Monday, May 12, 2014

SOA Suite 11g - Transaction(s) boundaries and Threads

As we added new/updated components I figured it'd be wise to post a little bit about transaction semantics in 11g - and how they can be used to leverage the underlying JTA infrastructure that is backing the execution of components.

a) Mediator:
On the inbound side, when mediator is invoked via binding.ws it will create an manage a new transaction, otherwise (e.g. if invoked through an adapter it will inherit the existing transaction)
In more generic terms:
If a transaction is present, Mediator participates in that existing transaction. If transaction is not present, Mediator starts the transaction
In case of sync (aka sequential) routing rules, they will be all executed in the same transaction, and if an error occurs, a rollback will be issued.
Note: in this case even a fault policy that is configured against a mediator fault will NOT trigger.
In case of async routing rules, each rule will be executed in a new transaction, and if errors occur, a rollback will happen, and a fault policy can be configured to react to it.
b) BPEL:
By default (as in previous releases) BPEL will create a new transaction on request basis - that is if one already exists, it will be suspended, and a new one created. Upon completion of the child, the master one resumes.
However, if the request is async (that is one-way) we either inherit the transaction for the insert into the dehydration store (that is dlv_message in this case) or if one exists enlist transparently into it. So we guarantee you zero message loss. Either the invocation message is in the dehydration store, to be processed, or otherwise the consumer is notified via a fault.
In 10.1.3 we had a couple of flags that one could set on the consuming process (that is the partnerlink) as well as on the providing one, to chain an execution into a single global transaction. Namely, on the consumer side, one had to set transaction=participate on the partnerlink binding in bpel.xml, and on the providing side transaction=participate in the <configurations> section of bpel.xml.
In 11g BPEL - we adopted a more j(2)ee alike concept - and one only needs to set the (new) transaction flag on the calee bpel component. This can be done in the composite editor's source by adding bpel.config.transaction into a bpel component - as shown below
  <component name="InternalWarehouseService">

    <implementation.bpel src="InternalWarehouseService.bpel"/>

    <property name="bpel.config.transaction" 

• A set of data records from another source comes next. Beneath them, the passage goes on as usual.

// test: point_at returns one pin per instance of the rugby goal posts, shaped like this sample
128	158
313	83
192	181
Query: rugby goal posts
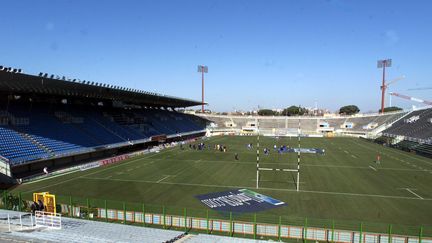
259	169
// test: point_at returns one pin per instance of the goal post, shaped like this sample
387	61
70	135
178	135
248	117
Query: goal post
258	168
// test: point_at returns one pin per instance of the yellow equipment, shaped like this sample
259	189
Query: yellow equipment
47	199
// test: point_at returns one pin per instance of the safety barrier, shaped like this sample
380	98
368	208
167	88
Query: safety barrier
232	227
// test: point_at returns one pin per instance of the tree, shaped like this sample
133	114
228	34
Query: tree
266	112
391	108
294	110
349	110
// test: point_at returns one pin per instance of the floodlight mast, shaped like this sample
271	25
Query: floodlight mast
203	69
383	64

         many="false" type="xs:string">required | requiresNew</property>

  </component>


The two possible values are required, which makes BPEL inherit the tx that is already there, or if not creating a new one (required), or suspending one if exists, and ALWAYS create a new one (requiresNew).
What are the implications of setting the above (the default is requiresNew)?
Case one - BPELCaller calls BPELCallee (the latter has requiresNew set)
a) BPELCallee replies (that is uses <reply>) with a fault: BPELCallee transaction is saved, BPELCaller get's the fault and can catch it
b) BPELCallee throws (that is uses <throw>) a fault, that is NOT handled: BPELCallee tx get's rolled back, BPELCaller get's the fault and can catch it
c) BPELCallee replies back with a fault (FaultOne), and then throws a fault (FaultTwo): BPELCallee tx get's rolled back, and BPELCaller get's FaultOne
d) BPELCallee throws (that is uses <throw>) a bpelx:rollback fault: BPELCallee tx get's rolled back, BPELCaller get's a remote fault
Case two - BPELCaller calls BPELCallee (the latter has required set)
a) BPELCallee replies (that is uses <reply>) with a fault: BPELCaller get's the fault and can catch it, BPELCaller owns the transaction - hence if he catches it - tx is committed, if BPELCaller does not handle it - global rollback.
b) BPELCallee throws (that is uses <throw>) a fault BPELCaller get's the fault and can catch it
c) BPELCallee replies back with a fault (FaultOne), and then throws a fault (FaultTwo): BPELCaller get's FaultOne
d) BPELCallee throws (that is uses <throw>) a bpelx:rollback fault: BPELCaller tx get's rolled back, no way to catch it.
So with the above in place - one thing that I usually have people try when they are in my 11g courses is to create two processes (BPELMaster and BPELChild), both sync, each using the same db adapter reference that inserts the same record (and hence causes a PK violation). (And of course has set xADatasourceName)
So what happens in the default (that is without bpel.config.transaction property set). Once the fault occurs, and is not handled - the BPELChild will rollback. If the BPELMaster has a catch block his transaction will commit, so you end up with the record from the Master in the db.
If you don't catch the fault in the master as well - you get a second rollback - two different transactions though :-)
The second exercise is to set the bpel.config.transaction to required, and run the testcase again. If no fault handlers are in place - the whole tx will rollback, based on the BPELMaster's unhandled fault.
Now add a fault handler in the BPELMaster to catch the Fault from the BPELClient - and throw up a rollback fault. Globally the tx will rollback as well.
With this in place - you can really control transaction boundaries and model end2end transactional flows (if your source / targets are transactional as well of course)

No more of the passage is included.